Jesús Martínez

Personal information
- Full name: Jesús Martínez Rivadeneira
- Date of birth: 7 December 1947 (age 78)
- Place of birth: Cangas [es], Spain
- Height: 1.78 m (5 ft 10 in)
- Positions: Defender; midfielder;

Senior career*
- Years: Team / Apps / (Gls)
- 1967–1968: Racing Club
- 1968–1978: Valencia / 178 / (2)
- 1978: Levante / 2 / (0)
- 1979–1980: Huracán
- 1981–1983: Quilmes
- 1984–1986: Banfield
- 1986: Colón
- 1987–1989: Almagro
- 1990–1992: Defensores de Belgrano

International career
- Spain U18
- 1973–1974: Spain / 4 / (0)

= Jesús Martínez (footballer, born 1947) =

Spanish footballer (born 1947)

Jesús Martínez Rivadeneira (born 7 December 1947) is a Spanish former footballer who played as a defender or midfielder.

He emigrated to Argentina as an infant and began and finished his career there, playing until the age of 45. He spent a decade in Spain with Valencia, playing 235 games across all competitions and winning La Liga in 1970–71. He played four international games for Spain from 1973 to 1974.

After retiring from playing, Martínez was sporting director of Valencia from 1994 to 1997. He later became an agent.

==Early life==
Martínez was born in Cangas, a village in Foz in Galicia. His parents ran a bar in nearby Nois, and before his second birthday, they emigrated to Buenos Aires, Argentina, where they already had relatives. The family sought to escape the living conditions of post-civil war Spain.

==Club career==
Martínez began his career in Argentina with Racing Club, before returning to his country of birth in 1968 when he signed for Valencia. He was signed to replace club icon Manuel Mestre and played his first season as a midfielder, but received criticism from fans for perceived over-elaborate play.

On 10 August 1969, Martínez was conscripted for military service and stationed in El Aiun in the Spanish Sahara. At the end of his service, he returned to Valencia and played as a sweeper, remaining a regular for eight seasons. He was nicknamed La Muralla del Valencia ("The Wall of Valencia"). He was part of the team that won La Liga in 1970–71 under the management of Alfredo Di Stéfano but was injured for most of the campaign, contributing to nine games and assisting one goal.

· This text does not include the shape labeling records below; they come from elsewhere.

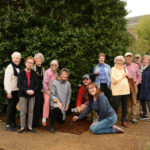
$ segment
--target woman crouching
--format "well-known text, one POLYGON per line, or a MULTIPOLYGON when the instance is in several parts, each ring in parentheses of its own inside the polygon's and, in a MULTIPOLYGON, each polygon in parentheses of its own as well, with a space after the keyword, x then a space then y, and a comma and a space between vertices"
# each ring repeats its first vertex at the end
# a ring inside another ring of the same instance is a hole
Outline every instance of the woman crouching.
POLYGON ((90 131, 95 134, 123 133, 123 130, 114 125, 117 116, 110 106, 106 96, 101 94, 97 84, 92 82, 87 86, 89 104, 86 110, 79 116, 74 116, 73 121, 84 118, 92 109, 97 112, 98 119, 90 125, 90 131))

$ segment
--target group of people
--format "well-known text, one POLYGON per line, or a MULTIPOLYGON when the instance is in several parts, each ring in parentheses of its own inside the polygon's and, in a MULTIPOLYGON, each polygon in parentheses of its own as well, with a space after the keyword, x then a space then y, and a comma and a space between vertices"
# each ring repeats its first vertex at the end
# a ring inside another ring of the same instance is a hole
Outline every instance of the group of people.
MULTIPOLYGON (((105 63, 105 54, 98 56, 99 63, 94 67, 93 74, 82 77, 83 85, 80 87, 73 121, 85 116, 93 123, 90 131, 96 134, 123 133, 115 125, 117 113, 122 106, 122 125, 127 127, 128 100, 131 102, 131 121, 137 123, 139 119, 148 119, 146 104, 150 110, 150 57, 145 55, 143 62, 141 56, 127 52, 125 56, 114 58, 114 67, 105 63), (131 81, 132 86, 131 88, 131 81), (113 96, 112 106, 109 103, 113 96), (139 102, 140 101, 140 106, 139 102)), ((4 89, 8 99, 6 130, 16 131, 16 105, 20 105, 20 125, 18 133, 27 129, 36 132, 34 127, 40 126, 40 108, 44 96, 42 126, 47 126, 50 117, 50 132, 55 133, 55 122, 65 123, 66 111, 69 109, 71 98, 71 84, 68 81, 69 70, 61 69, 58 73, 58 61, 52 60, 50 68, 46 71, 42 67, 44 56, 37 53, 34 58, 29 56, 25 60, 25 68, 20 71, 21 54, 14 52, 12 62, 7 66, 4 77, 4 89), (26 121, 27 119, 27 121, 26 121)))

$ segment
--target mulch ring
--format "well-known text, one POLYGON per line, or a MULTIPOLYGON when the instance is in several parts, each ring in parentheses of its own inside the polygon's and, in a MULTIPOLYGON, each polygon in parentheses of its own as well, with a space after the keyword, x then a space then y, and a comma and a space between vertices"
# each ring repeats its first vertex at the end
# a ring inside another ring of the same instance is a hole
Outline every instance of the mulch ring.
MULTIPOLYGON (((55 130, 59 132, 65 132, 65 133, 71 133, 71 134, 77 134, 77 135, 80 135, 84 133, 85 131, 89 130, 91 121, 87 121, 86 118, 84 118, 82 120, 73 122, 72 121, 73 116, 74 114, 69 112, 67 114, 64 124, 60 124, 56 122, 54 125, 55 130)), ((50 120, 48 120, 47 127, 40 127, 39 129, 45 130, 46 128, 47 130, 49 130, 49 122, 50 120)))
MULTIPOLYGON (((71 112, 67 113, 67 117, 65 120, 64 124, 60 124, 60 123, 55 123, 55 130, 59 131, 59 132, 65 132, 65 133, 71 133, 71 134, 76 134, 76 135, 80 135, 82 133, 84 133, 85 131, 89 130, 91 121, 87 121, 86 118, 82 119, 82 120, 78 120, 76 122, 72 121, 74 114, 71 112)), ((3 114, 0 116, 0 120, 2 120, 3 122, 6 121, 6 114, 3 114)), ((41 120, 40 120, 41 122, 41 120)), ((47 120, 48 125, 46 127, 37 127, 37 129, 40 129, 41 132, 47 130, 49 131, 49 127, 50 127, 50 119, 47 120)), ((17 119, 17 124, 20 124, 20 120, 19 118, 17 119)))

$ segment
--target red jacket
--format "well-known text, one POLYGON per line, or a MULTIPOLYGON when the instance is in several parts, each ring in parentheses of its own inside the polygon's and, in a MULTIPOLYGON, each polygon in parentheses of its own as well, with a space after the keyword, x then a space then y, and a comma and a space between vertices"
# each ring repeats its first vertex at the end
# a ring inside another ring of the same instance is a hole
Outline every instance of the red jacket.
MULTIPOLYGON (((76 101, 76 107, 80 107, 83 102, 84 97, 86 97, 86 89, 85 86, 82 85, 78 91, 78 97, 76 101)), ((86 104, 88 104, 89 101, 86 101, 86 104)))

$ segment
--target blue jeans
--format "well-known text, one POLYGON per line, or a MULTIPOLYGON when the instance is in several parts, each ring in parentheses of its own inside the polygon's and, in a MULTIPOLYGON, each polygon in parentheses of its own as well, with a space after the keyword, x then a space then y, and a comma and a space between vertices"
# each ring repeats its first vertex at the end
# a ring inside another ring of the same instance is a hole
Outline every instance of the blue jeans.
POLYGON ((112 129, 112 126, 117 122, 117 116, 114 114, 111 117, 105 118, 101 121, 95 120, 97 122, 96 125, 90 125, 90 131, 95 134, 103 134, 103 133, 114 133, 115 131, 112 129))

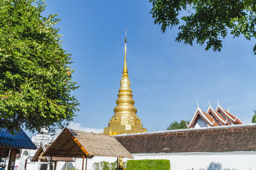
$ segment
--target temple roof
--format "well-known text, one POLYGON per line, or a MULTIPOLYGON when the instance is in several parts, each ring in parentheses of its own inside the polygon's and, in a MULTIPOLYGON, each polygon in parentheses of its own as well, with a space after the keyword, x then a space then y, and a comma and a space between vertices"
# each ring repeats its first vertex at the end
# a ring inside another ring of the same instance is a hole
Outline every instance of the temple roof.
POLYGON ((256 124, 114 136, 131 153, 256 151, 256 124))
POLYGON ((229 111, 223 109, 218 102, 216 110, 211 106, 209 103, 207 113, 201 110, 198 104, 198 108, 188 125, 188 128, 195 127, 197 120, 200 118, 202 118, 207 124, 209 127, 243 124, 237 117, 234 116, 229 111))

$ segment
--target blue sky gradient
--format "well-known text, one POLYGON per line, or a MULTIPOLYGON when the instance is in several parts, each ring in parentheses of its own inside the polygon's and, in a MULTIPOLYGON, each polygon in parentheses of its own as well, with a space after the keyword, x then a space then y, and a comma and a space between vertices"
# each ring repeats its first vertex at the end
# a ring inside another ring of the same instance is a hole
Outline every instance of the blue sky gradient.
POLYGON ((196 100, 207 111, 217 99, 243 123, 256 109, 255 41, 228 36, 221 52, 175 41, 177 27, 161 32, 148 1, 46 1, 58 13, 63 48, 72 54, 73 92, 81 106, 74 122, 103 129, 113 115, 127 31, 127 65, 138 116, 148 131, 190 120, 196 100))

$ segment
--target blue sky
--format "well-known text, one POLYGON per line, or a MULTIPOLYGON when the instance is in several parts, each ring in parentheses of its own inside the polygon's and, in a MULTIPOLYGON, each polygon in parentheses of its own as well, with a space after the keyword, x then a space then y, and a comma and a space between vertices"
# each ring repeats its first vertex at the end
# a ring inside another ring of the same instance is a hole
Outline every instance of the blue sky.
POLYGON ((102 129, 113 115, 127 31, 127 64, 138 116, 148 131, 190 120, 196 100, 207 111, 217 99, 243 123, 256 109, 255 42, 227 36, 221 52, 175 41, 177 28, 161 32, 148 1, 46 0, 44 15, 58 13, 63 48, 72 53, 73 92, 81 106, 74 118, 102 129))

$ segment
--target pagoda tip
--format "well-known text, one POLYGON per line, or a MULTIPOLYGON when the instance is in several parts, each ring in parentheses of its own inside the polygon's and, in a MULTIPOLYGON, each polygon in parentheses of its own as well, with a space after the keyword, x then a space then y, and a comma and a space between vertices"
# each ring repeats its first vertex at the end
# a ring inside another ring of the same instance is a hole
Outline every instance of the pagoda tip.
POLYGON ((125 29, 125 40, 124 40, 124 42, 126 43, 126 35, 127 34, 127 29, 125 29))

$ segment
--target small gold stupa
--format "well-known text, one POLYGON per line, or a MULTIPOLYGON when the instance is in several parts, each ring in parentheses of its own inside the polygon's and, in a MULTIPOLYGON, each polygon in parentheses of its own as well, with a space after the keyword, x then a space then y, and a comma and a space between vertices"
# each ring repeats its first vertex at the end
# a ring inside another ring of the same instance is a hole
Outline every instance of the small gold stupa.
POLYGON ((137 109, 132 99, 131 81, 128 78, 128 69, 126 62, 126 32, 124 48, 124 64, 123 74, 120 81, 120 88, 114 108, 115 115, 109 120, 108 127, 104 127, 104 134, 108 135, 141 133, 147 132, 143 128, 140 118, 136 115, 137 109))

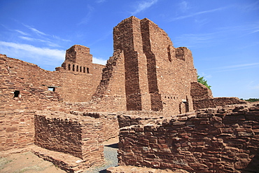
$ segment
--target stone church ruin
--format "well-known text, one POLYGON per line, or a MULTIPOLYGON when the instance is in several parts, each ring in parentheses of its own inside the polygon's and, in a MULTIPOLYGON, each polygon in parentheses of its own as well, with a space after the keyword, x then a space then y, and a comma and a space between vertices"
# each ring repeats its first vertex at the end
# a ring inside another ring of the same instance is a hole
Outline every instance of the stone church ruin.
POLYGON ((214 97, 197 81, 191 51, 147 18, 113 28, 106 66, 80 45, 55 71, 1 54, 0 64, 0 155, 32 151, 81 172, 103 164, 102 142, 119 136, 120 167, 258 168, 259 103, 214 97))

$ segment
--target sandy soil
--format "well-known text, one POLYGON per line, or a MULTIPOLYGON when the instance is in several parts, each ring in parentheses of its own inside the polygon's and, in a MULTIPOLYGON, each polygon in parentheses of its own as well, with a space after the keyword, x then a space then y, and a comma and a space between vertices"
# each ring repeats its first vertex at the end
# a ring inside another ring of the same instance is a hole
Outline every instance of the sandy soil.
POLYGON ((11 154, 0 158, 0 172, 32 173, 32 172, 66 172, 52 163, 38 158, 31 152, 11 154))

After a decade at Valencia, Martínez remained in the city by signing for Levante in Segunda División B in August 1978. He signed a two-year deal, worth 1.5 million Spanish pesetas each. He returned to Argentina in 1979, and played for Huracán, Quilmes, Banfield, Colón, Almagro and Defensores de Belgrano, retiring in 1992, aged 45.

==International career==
Martínez played one match for the Spain national under-18 football team against France. In 1972, he was called up by manager László Kubala for the senior national team away to Greece, but was injured beforehand. He played four matches for the national team, starting on 21 October 1973 with a goalless draw away to Yugoslavia in an unsuccessful qualification campaign for the 1974 FIFA World Cup. As of 2016, he was the only senior international from his home comarca of Mariña de Lugo. He played in a period when Latin American players falsified their genealogy to play for the national team, but was able to prove to sceptics that he had been born in Spain and served in the military.

==Post-playing career==
After retiring, Martínez worked for a company distributing slot machines in Argentina for two years, before being signed on a five-year contract as sporting director at Valencia. The club president who signed him was Francisco Roig Alfonso, his brother-in-law by their marriages to a pair of sisters. He was put in charge of the third-biggest budget in La Liga, and signed 1994 FIFA World Cup-winning manager Carlos Alberto Parreira and players worth 1.4 billion pesetas (around £7 million at the time), but the club struggled in the league and lost the 1995 Copa del Rey final to Deportivo.

The following season, manager Luis Aragonés was hired and challenged for the title with players such as Predrag Mijatović, but after the Yugoslav was sold, Aragonés and Roig fell out and the manager was dismissed. Martínez was accused by fans of nepotism for remaining employed by his brother-in-law. He left the club abruptly in 1997 and became an agent, specialising in bringing Latin American players to Spain. He was involved in the signings of Martín Palermo, Juan Román Riquelme and Diego Forlán for Villarreal, as well as bringing in Chilean manager Manuel Pellegrini; the club was under the ownership of another member of the Roig family, Fernando Roig.